VTC has a tunable "sensitivity" setting for each speaker category. The default settings work well for most users; this page is for those who want to deliberately trade off catching every segment ("recall") against avoiding wrong labels ("precision").

What thresholds actually do

For every short slice of audio (a few hundredths of a second), VTC produces four numbers between 0 and 1, one per speaker category, representing how confident the model is that the category is currently speaking. To turn those continuous scores into yes/no decisions ("Was the key child speaking at this moment? Yes or no?"), VTC compares each score against a threshold. If the score is above the threshold, the category is marked as active for that slice; otherwise it is not.

You can think of the threshold as the bar a category has to clear before VTC will commit to a label:

  • Lower threshold → easier to clear → VTC labels more segments. Good if you don't want to miss anything (high recall), but you'll get more wrong labels too.
  • Higher threshold → harder to clear → VTC labels fewer segments, but the ones it does label are more likely to be correct (high precision).

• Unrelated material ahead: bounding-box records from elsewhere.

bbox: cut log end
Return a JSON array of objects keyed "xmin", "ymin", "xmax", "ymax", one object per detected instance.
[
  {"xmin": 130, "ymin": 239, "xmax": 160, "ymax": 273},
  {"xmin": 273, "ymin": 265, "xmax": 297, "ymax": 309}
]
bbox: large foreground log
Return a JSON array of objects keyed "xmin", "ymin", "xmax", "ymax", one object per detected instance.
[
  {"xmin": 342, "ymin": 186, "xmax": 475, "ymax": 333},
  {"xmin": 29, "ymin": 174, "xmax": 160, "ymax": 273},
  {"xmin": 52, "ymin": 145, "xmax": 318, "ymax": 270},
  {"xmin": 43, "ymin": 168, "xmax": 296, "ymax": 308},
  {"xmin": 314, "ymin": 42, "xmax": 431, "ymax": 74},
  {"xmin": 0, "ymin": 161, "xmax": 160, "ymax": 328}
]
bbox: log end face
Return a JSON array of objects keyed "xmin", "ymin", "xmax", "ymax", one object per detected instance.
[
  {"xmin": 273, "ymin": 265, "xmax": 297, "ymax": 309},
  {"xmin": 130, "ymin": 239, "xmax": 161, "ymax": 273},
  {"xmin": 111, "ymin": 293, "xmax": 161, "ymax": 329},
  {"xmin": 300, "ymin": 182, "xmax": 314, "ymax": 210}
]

There is no universally best threshold, the right value depends on whether you care more about avoiding misses (favouring lower thresholds) or avoiding false alarms (favouring higher thresholds).


Built-in threshold sets

VTC ships with two pre-tuned threshold sets. The default balances recall and precision; the high-precision set favours fewer wrong labels at the cost of missing more speech.

Threshold set File When to use it
Balanced (default) thresholds/f1.toml General use — maximises overall F1 (a balance of recall and precision).
High precision thresholds/hp.toml When you would rather miss some speech than risk introducing false detections.

Both threshold sets were tuned on the BabyTrain-2025 validation set. The balanced set is selected automatically; to use the high-precision set, add the --high_precision flag, or pass the file directly with --thresholds:

uv run scripts/infer.py      \
    --wavs <audio_folder>    \
    --output <output_folder> \
    --high_precision \
    --device cpu

Try it interactively

The widget below lets you move each threshold up and down and watch the effect on overall accuracy in real time. This is the easiest way to build intuition for what thresholds do.

Drag each slider, or click directly on a chart, to set the decision threshold for each category. The macro-F1 number at the top updates live as you tune.

What the curves show

Each curve traces how the F1 score for one category changes as you sweep its threshold from 0 to 1. The peak of each curve is the value that maximises that category's F1 in isolation; the default f1.toml thresholds correspond to those peaks.


Technical Reference

Implementation details for engineers tuning their own thresholds.

Custom threshold files

To use your own thresholds, create a file custom.toml following the TOML specification and pass it to the inference script with --thresholds:

uv run scripts/infer.py      \
    --wavs <audio_folder>    \
    --output <output_folder> \
    --thresholds thresholds/custom.toml \
    --device cpu

Threshold tuning workflow

To re-tune thresholds on your own annotated data:

  1. Run inference on your validation set with --save_logits to dump per-frame model scores.
  2. Run the tuning pipeline (a per-class grid search) against your reference RTTM annotations.
  3. The pipeline emits the per-class thresholds maximising your chosen objective (default: macro-F1).

Per-class independence

Each class's threshold is optimised independently — the search does not jointly account for cross-class trade-offs.